We used the TISIDB database for further analysis. In terms of the correlation between tumor infiltrating lymphocytes (TILs) and GSR gene expression in colon cancer, there was a significant positive correlation between GSR and iDC, Act_DC, Th2 and Monocyte infiltration. There was a significant positive correlation between GSR and CD244 expression (Cor = 0.246, P < 0.05). For the correlation between immune stimulator and GSR gene expression in colon cancer, GSR was associated with TNFSF13 (Cor = 0.26, P < 0.05), TNFSF9 (Cor = 0.323, P < 0.05), RAET1E (Cor = 0.208, P < 0.05), and TNFSF9 (cor = 0.323, P < 0.05). P < 0.05) and KLRC1 (Cor = 0.256, P < 0.05). There was a significant positive correlation between the expression of GSR and B2M (Cor = 0.266, P < 0.05). There was a significant positive correlation between GSR and CXCL3 (Cor = 0.202, P < 0.05) and CXCL8 (Cor = 0.211, P < 0.05).

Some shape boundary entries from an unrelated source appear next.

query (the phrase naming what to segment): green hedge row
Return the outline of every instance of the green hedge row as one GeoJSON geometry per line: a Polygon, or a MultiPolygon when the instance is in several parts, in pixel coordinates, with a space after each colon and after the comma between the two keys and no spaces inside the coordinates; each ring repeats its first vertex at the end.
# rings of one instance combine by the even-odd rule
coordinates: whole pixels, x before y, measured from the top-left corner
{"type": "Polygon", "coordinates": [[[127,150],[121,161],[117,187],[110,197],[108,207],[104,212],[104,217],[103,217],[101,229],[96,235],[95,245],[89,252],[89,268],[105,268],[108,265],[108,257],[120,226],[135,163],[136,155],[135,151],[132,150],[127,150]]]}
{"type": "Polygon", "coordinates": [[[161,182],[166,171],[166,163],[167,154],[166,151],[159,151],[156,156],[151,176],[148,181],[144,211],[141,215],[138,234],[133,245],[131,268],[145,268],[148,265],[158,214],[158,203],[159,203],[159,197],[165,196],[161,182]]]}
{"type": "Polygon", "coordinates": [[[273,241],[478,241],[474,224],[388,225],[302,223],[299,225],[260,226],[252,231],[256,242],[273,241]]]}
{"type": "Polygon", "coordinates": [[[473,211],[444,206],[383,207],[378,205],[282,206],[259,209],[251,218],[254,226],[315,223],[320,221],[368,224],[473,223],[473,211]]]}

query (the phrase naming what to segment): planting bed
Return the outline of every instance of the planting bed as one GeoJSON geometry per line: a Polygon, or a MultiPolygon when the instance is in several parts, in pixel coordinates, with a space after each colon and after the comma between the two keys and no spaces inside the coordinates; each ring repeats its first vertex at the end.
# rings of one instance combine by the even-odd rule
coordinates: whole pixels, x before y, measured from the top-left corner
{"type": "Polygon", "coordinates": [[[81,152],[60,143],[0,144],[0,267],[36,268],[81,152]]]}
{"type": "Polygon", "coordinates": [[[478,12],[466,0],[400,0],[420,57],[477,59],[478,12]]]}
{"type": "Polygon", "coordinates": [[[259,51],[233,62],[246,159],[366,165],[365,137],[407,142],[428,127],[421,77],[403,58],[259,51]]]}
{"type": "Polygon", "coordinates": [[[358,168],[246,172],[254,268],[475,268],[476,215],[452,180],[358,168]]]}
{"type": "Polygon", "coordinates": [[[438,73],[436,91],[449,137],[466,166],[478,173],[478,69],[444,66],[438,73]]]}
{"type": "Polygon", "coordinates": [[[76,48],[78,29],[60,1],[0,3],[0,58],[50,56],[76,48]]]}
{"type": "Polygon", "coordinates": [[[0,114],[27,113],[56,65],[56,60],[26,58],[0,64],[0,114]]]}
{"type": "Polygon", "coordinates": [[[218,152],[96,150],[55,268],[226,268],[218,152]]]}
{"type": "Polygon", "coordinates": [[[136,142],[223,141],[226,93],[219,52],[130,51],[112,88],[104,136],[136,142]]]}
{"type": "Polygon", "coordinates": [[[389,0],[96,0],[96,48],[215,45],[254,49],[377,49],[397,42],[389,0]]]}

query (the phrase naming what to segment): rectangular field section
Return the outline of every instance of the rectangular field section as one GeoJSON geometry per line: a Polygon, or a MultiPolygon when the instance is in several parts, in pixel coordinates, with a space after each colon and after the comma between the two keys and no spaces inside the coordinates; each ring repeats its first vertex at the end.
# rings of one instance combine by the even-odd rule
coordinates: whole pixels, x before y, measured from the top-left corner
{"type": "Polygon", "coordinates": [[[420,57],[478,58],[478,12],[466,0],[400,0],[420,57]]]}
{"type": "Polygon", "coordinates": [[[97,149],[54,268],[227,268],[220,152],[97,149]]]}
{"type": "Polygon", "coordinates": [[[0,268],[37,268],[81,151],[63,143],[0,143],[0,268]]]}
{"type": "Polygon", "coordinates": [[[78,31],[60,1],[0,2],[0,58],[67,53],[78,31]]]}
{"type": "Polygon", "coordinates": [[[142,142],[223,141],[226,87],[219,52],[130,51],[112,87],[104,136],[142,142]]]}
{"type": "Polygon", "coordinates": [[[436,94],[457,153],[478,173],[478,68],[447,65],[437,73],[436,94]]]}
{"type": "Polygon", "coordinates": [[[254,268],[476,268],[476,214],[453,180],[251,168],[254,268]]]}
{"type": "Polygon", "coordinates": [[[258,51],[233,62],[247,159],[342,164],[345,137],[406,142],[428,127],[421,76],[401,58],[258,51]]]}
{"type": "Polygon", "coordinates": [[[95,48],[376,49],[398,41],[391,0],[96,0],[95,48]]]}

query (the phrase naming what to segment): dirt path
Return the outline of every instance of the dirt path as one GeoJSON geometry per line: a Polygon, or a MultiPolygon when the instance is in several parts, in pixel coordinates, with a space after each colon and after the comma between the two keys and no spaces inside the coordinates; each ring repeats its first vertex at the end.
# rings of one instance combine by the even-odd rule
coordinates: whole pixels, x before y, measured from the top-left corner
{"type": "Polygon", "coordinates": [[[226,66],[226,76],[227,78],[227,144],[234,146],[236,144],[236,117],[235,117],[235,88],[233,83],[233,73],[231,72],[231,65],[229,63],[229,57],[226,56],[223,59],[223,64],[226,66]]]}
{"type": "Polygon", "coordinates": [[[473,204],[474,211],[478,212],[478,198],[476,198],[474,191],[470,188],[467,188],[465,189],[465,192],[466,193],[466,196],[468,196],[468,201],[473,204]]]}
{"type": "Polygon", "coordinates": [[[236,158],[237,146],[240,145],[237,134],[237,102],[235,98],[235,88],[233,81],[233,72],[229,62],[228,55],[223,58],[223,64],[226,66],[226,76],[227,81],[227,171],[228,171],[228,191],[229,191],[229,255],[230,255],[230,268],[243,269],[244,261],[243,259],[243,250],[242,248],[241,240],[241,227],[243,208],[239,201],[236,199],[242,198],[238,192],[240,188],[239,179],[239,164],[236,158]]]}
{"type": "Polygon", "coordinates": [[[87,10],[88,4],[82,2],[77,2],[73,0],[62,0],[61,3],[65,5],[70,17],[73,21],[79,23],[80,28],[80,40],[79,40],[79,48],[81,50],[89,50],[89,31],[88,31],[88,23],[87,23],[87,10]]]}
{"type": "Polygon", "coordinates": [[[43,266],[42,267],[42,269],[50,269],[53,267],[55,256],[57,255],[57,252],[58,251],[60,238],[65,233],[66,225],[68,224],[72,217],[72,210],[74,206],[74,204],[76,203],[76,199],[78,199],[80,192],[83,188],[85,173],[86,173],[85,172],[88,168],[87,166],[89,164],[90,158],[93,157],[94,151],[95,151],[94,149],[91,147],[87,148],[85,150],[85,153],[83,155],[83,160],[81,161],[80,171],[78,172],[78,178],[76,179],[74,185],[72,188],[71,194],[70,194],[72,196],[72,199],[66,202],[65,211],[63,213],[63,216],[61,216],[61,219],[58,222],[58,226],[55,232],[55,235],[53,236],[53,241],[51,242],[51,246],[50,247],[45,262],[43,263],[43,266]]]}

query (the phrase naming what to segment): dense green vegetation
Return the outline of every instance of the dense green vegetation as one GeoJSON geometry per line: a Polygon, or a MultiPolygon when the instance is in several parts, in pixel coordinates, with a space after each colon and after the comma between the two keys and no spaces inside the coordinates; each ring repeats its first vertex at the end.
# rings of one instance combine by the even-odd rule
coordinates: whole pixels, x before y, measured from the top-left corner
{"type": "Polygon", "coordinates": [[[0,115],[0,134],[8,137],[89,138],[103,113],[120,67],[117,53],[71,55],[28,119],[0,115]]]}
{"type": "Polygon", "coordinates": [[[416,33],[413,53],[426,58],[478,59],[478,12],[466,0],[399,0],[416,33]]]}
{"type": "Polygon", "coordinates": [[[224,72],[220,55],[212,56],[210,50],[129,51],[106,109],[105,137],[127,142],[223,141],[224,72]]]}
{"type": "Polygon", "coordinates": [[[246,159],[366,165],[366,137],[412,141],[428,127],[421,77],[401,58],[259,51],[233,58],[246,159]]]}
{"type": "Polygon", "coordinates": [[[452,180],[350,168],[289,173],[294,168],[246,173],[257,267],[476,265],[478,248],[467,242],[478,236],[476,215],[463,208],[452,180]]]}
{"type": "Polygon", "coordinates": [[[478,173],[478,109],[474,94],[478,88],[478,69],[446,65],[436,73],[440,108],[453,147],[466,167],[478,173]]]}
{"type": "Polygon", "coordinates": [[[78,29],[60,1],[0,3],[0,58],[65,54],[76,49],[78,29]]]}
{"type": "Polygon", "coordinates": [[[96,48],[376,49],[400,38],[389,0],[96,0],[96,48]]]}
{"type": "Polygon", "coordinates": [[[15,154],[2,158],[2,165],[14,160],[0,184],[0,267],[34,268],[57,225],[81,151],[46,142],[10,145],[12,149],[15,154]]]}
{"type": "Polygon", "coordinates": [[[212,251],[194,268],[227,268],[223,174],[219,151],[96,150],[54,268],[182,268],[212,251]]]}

Correlation of GSR gene expression with clinical information in colon cancer patients
Using the UALCAN database, we analyzed the correlation between the expression of GSR and clinical information of colon cancer patients. Firstly, we found that the expression of GSR was significantly decreased in colon cancer tissues compared with normal tissues (p < 0.05). Previously, we found that colon cancer patients with high expression of GSR had better prognosis, suggesting that GSR may play a tumor suppressor role in colon cancer. The expression of GSR was the highest in Stage1 colon cancer. With the decrease of GSR expression, the stage of colon cancer was worse, and the expression of GSR was the lowest in Stage4 colon cancer. For N stage, we found that the expression of GSR in N0 was significantly higher than that in N1 and N2 (p < 0.05), indicating that colon cancer with low expression of GSR was more likely to have lymph node metastasis, leading to a later pathological overall stage. Finally, we found that GSR expression was significantly down-regulated in TP53-mutated colon cancers compared with TP53-unmutated colon cancers (p < 0.05). It is well known that TP53 gene acts as the "guardian" of malignant transformation, and its mutation predicts poor tumor staging and prognosis (28) (29) (30) (31). GSR and TP53 may play a synergistic role or have an upstream and downstream regulatory relationship in the development of colon cancer. In conclusion, our results suggest that GSR expression predicts better N stage, overall stage, and lower mutation rate of TP53 in colon cancer.
Immunohistochemical analysis of GSR in colon cancer
Finally, the results of immunohistochemical analysis of the HPA database showed that the degree of immunohistochemical staining of GSR in colon cancer suggested high staining, and the degree of intensity suggested strong intensity. GSR was mainly expressed in the cytoplasm and nuclear membrane of colon cancer cells.